What is Geotechnical Soil Mechanics & Shallow Foundation Design?
Mathematical Foundation
Laws & Principles
- Cohesion Term (c·Nc): Represents the shear strength of strictly cohesive soil particles sticking together. In heavily saturated clays where the friction angle (φ) drops near 0°, this is the only term that matters—the soil fails in rapid undrained shear. In clean river sands, cohesion c = 0 and this entire term mathematically vanishes.
- Surcharge Term (γ·Df·Nq): The physical weight of the dirt sitting directly above the footing elevation acts like a giant, heavy blanket creating confining pressure that ruthlessly resists the passive wedge pushing upward. Deeper footings dramatically improve capacity — burying a footing twice as deep roughly doubles this defensive term.
- Density Term (0.5·γ·B·Nγ): The sheer internal friction contribution from the actual mass of the soil wedge trapped beneath the footing. Wider footings mobilize a vastly wider, deeper frictional failure arc. This term grows linearly with footing width (B), which is why massive monolithic mat foundations can achieve extraordinary capacities in deep granular soils.
- The Global Factor of Safety: FS = 3.0 is the unforgiving industry standard for bearing capacity. It is NOT applied to settlement predictions — a totally separate deformation analysis (e.g., Terzaghi primary consolidation or Boussinesq elastic settlement) is legally required alongside the initial bearing capacity check.

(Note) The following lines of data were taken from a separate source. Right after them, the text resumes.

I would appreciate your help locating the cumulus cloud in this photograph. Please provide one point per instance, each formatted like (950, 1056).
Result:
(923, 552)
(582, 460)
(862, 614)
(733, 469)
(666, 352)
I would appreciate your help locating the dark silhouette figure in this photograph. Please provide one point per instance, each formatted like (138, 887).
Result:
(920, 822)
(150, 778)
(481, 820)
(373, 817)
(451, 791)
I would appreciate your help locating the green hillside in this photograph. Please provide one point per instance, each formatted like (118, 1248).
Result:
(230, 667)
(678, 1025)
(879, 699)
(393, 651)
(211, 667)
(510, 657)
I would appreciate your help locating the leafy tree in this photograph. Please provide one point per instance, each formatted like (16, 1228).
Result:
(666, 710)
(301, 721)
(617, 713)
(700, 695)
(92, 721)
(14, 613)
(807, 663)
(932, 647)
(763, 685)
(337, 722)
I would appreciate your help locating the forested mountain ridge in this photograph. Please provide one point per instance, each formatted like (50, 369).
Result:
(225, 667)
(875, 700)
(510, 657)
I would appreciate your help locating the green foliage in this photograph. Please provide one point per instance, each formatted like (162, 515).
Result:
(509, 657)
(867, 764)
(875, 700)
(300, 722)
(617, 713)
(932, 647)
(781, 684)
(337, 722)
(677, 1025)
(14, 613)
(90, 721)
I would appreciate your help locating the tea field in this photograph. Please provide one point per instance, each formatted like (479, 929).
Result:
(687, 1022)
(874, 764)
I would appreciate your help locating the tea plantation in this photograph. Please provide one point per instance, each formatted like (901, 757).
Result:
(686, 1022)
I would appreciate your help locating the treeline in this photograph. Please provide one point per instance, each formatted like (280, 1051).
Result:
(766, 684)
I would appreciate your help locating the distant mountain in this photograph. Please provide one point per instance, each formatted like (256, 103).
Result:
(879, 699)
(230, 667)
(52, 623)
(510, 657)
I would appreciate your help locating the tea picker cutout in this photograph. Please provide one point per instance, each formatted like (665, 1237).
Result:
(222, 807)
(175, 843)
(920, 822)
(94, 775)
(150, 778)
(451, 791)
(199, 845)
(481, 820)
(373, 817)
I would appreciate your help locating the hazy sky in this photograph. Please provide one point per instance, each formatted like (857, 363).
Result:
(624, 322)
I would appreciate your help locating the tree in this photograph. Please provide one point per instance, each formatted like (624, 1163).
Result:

- Groundwater Table Destruction: If the unseen groundwater table rises up to the footing elevation, the soil becomes instantly buoyant. You must replace the dry unit weight with the submerged effective unit weight (γ' ≈ γ_sat - 62.4). This single water event instantly reduces the foundation capacity by an overwhelming 40%.
Step-by-Step Example Walkthrough
" A structural engineer is designing a load-bearing wall strip footing in medium-density silt-clay. Laboratory borings show soil cohesion c = 200 psf, unit weight γ = 110 pcf. The architect sets the footing depth Df = 3 ft and footing width B = 4 ft. The Triaxial test friction angle φ = 20°, which references chart factors: Nc = 17.7, Nq = 7.4, Nγ = 5.0. "
- 1. Calculate Cohesion term: 200 psf × 17.7 (Nc) = 3,540 psf of resistance.
- 2. Calculate Surcharge term: 110 pcf × 3 ft deep × 7.4 (Nq) = 2,442 psf of resistance.
- 3. Calculate Density term: 0.5 × 110 pcf × 4 ft wide × 5.0 (Nγ) = 1,100 psf of resistance.
- 4. Calculate Ultimate Failure (q_u): 3,540 + 2,442 + 1,100 = 7,082 psf ultimate capacity.
- 5. Apply Life Safety Limit: q_safe = 7,082 / 3.0 (Factor of Safety) = 2,361 psf usable capacity.